V.B) A Constituição de 1934 e os Direitos Humanos

A partir de 1934, verifica-se uma maior inserção dos direitos sociais (direitos de 2a geração) nas Constituições brasileiras. Eles exigem do Estado uma maior participação para que possam ser implementados, ou seja, há a necessidade de uma atuação Estatal positiva.

Os autores Paulo Bonavides e Paes de Andrade pensam que esta Constituição guiava o pensamento da sociedade e a ação do Governo para um programa de leis cujo valor maior recaía no bem comum.[8]

Instituiu a Justiça Eleitoral (art. 82 e seguintes) e o voto secreto (art.52,1o), abrindo os horizontes do constitucionalismo brasileiro para os direitos econômicos, sociais e culturais (art.115 e seguintes, art. 148 e seguintes).

A Constituição de 1934, inovando no Direito Brasileiro, estatuiu normas de proteção ao trabalhador. Pode-se citar alguns dos princípios aceitos: salário mínimo capaz de satisfazer às necessidades normais do trabalhador; repouso semanal e férias anuais remuneradas; proibição de diferença de salário para um mesmo trabalho, por motivo de idade, sexo, nacionalidade ou estado civil; criação da Justiça do Trabalho, vinculada ao Poder Executivo.

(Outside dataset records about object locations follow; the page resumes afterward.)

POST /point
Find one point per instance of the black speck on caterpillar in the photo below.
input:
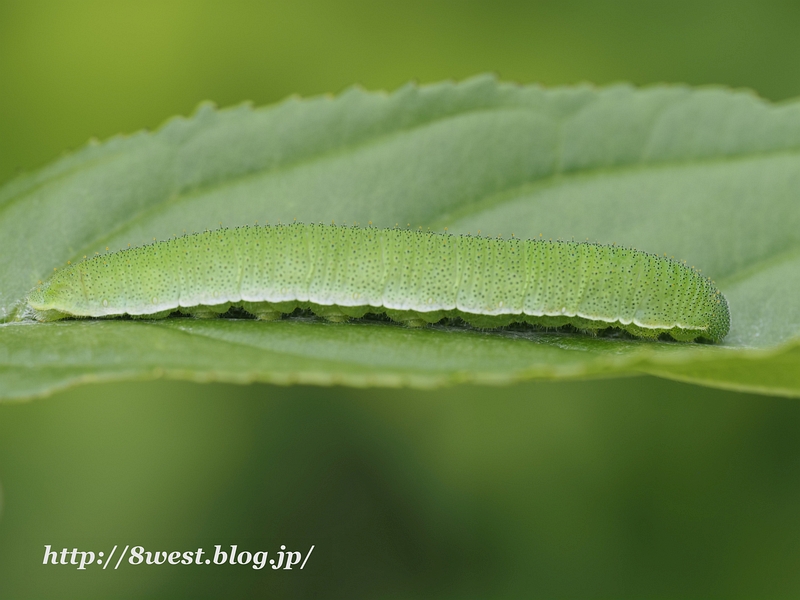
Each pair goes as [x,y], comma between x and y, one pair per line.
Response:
[415,277]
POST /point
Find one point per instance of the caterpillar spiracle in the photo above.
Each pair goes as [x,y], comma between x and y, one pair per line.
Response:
[414,277]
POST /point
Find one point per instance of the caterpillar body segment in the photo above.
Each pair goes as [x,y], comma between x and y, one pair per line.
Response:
[412,276]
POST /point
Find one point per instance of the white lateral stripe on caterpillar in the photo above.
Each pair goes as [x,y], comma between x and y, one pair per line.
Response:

Esta Constituição também cuidou dos direitos culturais, aceitando os seguintes princípios, dentre outros: direito de todos à educação, obrigatoriedade e gratuidade do ensino primário, inclusive para os adultos, e tendência à gratuidade do ensino ulterior ao primário.

Além disso, a Constituição de 1934, entre outras coisas: explicitou o princípio da igualdade perante a lei, estatuindo que não haveria privilégios, nem distinções, por motivo de nascimento, sexo, raça, profissão própria ou dos país, riqueza, classe social, crença religiosa ou idéias políticas; manteve o habeas-corpus, para proteção da liberdade pessoal, e instituiu o mandado da segurança, para defesa do direito, certo e incontestável, ameaçado ou violado por ato manifestamente inconstitucional ou ilegal de qualquer autoridade; vedou a pena de caráter perpétuo; proibiu a prisão por dívidas, multas ou custas; criou a assistência judiciária para os necessitados. Nesta Constituição, as mulheres foram brindadas com uma grande e merecida conquista: o direito ao voto.

            VI.  A constituição de 1937

VI.A) Antecedentes históricos

            Eleito Presidente da República em 1934, pela Assembléia Constituinte, Getúlio Vargas impôs em 1937, por meio de golpe de Estado, uma ordem ditatorial, denominada Estado Novo, dissolvendo o Congresso Nacional, revogando a Constituição e promulgando em substituição, uma nova Carta Constitucional.[9]

            Assim se implantou a nova ordem denominada Estado Novo. Fruto do Impacto das ondas ideológicas que varriam o planeta no período imediatamente anterior à Segunda Guerra Mundial, mas ajustando às condições históricas nacionais, o Estado Novo configurou-se no plano jurídico e político como um regime forte e centralizado, ‘’ que se propunha a conciliar os interesses do trabalhismo incipiente com as tendências conservadoras do capitalismo", como observa Pinto Ferreira.[10]

            A Constituição de 1937, inspirada na Constituição polonesa de 1935,  teve por objeto fundamental o fortalecimento do Poder Executivo federal na sua relação com os Poderes Legislativo e Judiciário e com as outras esferas do governo.

Na prática, no entanto, ela não teve aplicação regular, já que o  Presidente da República concentrou todas as atribuições do Executivo e do Legislativo, ignorou a autonomia dos entes da federação, legislou por via de decretos- leis e até mesmo emendou a Constituição por meio de leis constitucionais. O plebiscito para a aprovação da Carta nunca chegou a ser realizado.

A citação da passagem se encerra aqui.